Походили переулочками, выбирая место. Клок впереди, Ларионов сзади. Не доходя Патриарших, Клок нашел подходящий дворик.
Серело — начинался вечер. В оконцах загорались электрические лампочки. Уселись на низенькой старушечьей скамеечке, запахнули пальтуганы, подняли воротники — сыро, знобко. Не здравствуй, не прощай, словно в продолжение долгого разговора Клок начал:
— Когда его хоронили, я с Гришкой Копеечником в «Советский» заскочил погреться. Вошли в зал — аж страшно стало, мы — единственные. У стен, как вороны, официанты неподвижные, у эстрады — лабухи кружком. И все молчат.

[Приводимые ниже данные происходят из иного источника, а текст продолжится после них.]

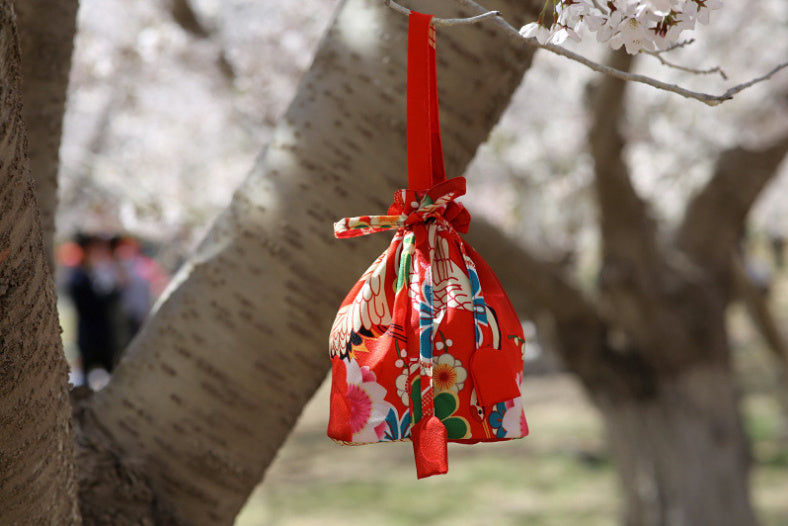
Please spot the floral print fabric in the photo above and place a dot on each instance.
(416, 335)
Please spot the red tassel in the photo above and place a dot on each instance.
(429, 438)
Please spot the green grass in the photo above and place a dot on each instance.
(559, 476)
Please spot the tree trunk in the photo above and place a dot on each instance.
(212, 386)
(46, 34)
(37, 482)
(681, 455)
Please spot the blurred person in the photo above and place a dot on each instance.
(94, 287)
(135, 294)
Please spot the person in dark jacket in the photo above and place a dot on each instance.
(95, 292)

Заказали мы парочку «Двина», икры, стерлядки заливной — будто в пост. Портель нас быстренько обслужил — и опять к стенке, горевать. Выпили по первой, по второй, побеседовать захотелось. Позвали ударника из оркестра, поднесли. Выпил он, закусывать не стал. Только сказал душевно так, горестно, как Мордвинов в «Маскараде»: «Да… Чувак на коду похилял». И к своим удалился для дальнейших переживаний.

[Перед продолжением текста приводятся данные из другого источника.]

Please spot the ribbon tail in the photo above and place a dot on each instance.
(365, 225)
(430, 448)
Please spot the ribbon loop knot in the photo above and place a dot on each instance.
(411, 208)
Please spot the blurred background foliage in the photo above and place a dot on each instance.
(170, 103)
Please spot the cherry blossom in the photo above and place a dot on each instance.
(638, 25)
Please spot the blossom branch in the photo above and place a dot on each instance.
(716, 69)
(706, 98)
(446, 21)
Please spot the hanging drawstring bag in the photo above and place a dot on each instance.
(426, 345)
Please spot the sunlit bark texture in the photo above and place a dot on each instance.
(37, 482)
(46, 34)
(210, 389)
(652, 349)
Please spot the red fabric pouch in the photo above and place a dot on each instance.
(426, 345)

— К чему это ты мне, Вадик, рассказал? — поинтересовался Ларионов.
— Сажать теперь будут по-старому или по-новому?
— По УПК, Вадик, опять же по УПК.
— По-старому, значит. — И без перехода: — Зачем понадобился?
— О правиле в последнее время не слыхал? — очень просто спросил Ларионов.
— Ну, Алексеич, ты даешь! — восхитился Вадик.
— Я не даю, я спрашиваю.
— А я не отвечаю.
— Зря.
— Алексеевич, не дави, — попросил Вадик.
— Выхода нет.
Помолчали. Вадик рассматривал свои восхитительные башмаки. Наконец оторвал взор от ярко-красного чуда.
— Я тебе, Алексеевич, не помогаю, скажи?! Все, что тебе надо, в клюве несу. А сегодня — один сказ. Я хевру сдавать не буду.
— Ты ее уже сдал, Вадик.
— Вам виднее, — перешел на официальное «вы» Вадик.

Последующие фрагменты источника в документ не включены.